Lawmakers push for welfare of BPO workers
15 October 2018 11:24:31 AM

The House Committee on Labor and Employment chaired by Rep. Randolph Ting (3rd District, Cagayan), prior to the congressional adjournment, deliberated on measures which provide for the welfare and protection of Business Process Outsourcing (BPO) workers.

Among the bills tackled by the Committee during the meeting was House Bill No. 2225 entitled “An Act Increasing the Night Shift Premium Pay in Business Process Outsourcing Firms in the Philippines,” authored by Rep. Zajid Mangundadatu (2nd District, Maguindanao)

Otherwise known as “Additional Pay for Business Process Outsourcing Employees Act,” the bill seeks to increase the mandated additional pay for work done in graveyard shifts from 10 percent to 25 percent of the regular rate per hour.

The Business Process Outsourcing (BPO) sector, dubbed as the “sunshine industry” of the country, emerged at the top of the call center industry. Accordingly, Filipinos are preferred by US companies because of low labor costs and their familiarity with the language.

In 2016, the Information Technology and Business Process Association of the Philippines (IBPAP) projected a $20 billion revenue. In 2017, an estimated 1.5 million new jobs were projected courtesy of the industry.

Executive Director Nicki Agcaoili of IBPAP informed the committee that the BPO industry of the Philippines is providing direct employment to 1.3 million Filipinos and 3.2 million indirect jobs.

Agcaoili said the BPO industry is over-all appreciative of all the measures which seek to protect the rights and welfare of its employees. He said, however, that they still have to take into consideration the take of the other sector members. “We had to factor in competition like India and China. Kasalukuyan, ang Pilipinas lang ang nag-ooffer ng night differential,” he added.

Agcaoili said that majority of the clients of the BPO industry are from North America but they also support the EMEA region (Europe, Middle East and Africa), and the Asia-Pacific region.
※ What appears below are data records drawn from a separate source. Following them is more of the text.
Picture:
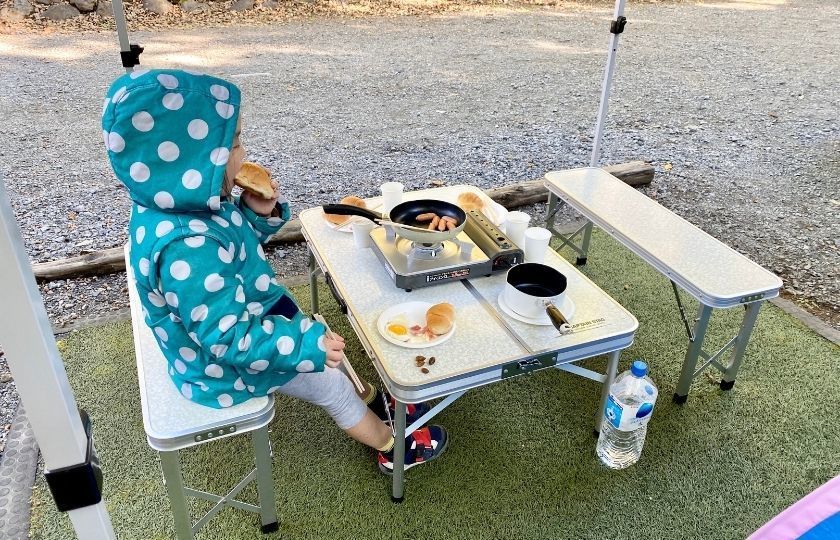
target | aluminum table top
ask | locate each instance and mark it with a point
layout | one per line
(714, 273)
(481, 343)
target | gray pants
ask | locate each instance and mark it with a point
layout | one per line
(331, 390)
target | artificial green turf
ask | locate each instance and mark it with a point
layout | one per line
(521, 461)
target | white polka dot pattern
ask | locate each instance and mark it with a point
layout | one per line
(259, 365)
(168, 151)
(180, 270)
(140, 234)
(143, 121)
(198, 129)
(191, 179)
(173, 101)
(164, 200)
(214, 370)
(139, 172)
(262, 283)
(198, 314)
(227, 322)
(170, 82)
(219, 156)
(163, 228)
(285, 345)
(214, 282)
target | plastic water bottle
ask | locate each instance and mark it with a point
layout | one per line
(628, 410)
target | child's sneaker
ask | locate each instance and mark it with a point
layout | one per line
(422, 446)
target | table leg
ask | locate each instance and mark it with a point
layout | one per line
(584, 247)
(265, 480)
(747, 325)
(313, 281)
(170, 463)
(609, 377)
(398, 488)
(695, 347)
The bulk of the workers in the BPO industry cater to clients from North America, thus, 65 percent to 70 percent are working in the mid or night shift.

Ting asked Agcaoili, as the representative of the BPO industry, to explain the current practice in the industry. “The current practice is we pay 10 percent per hour if a call center agent’s shift falls 10 pm – 6 am. 10 percent of their hourly rate,” Agcaoili answered.

“Yung starting salary ng ating BPO workers, is it within the minimum wage?” Ting asked. Agcaoili replied that as compared to the other industries, the starting pay for an entry level staff in the BPO industry is significantly higher.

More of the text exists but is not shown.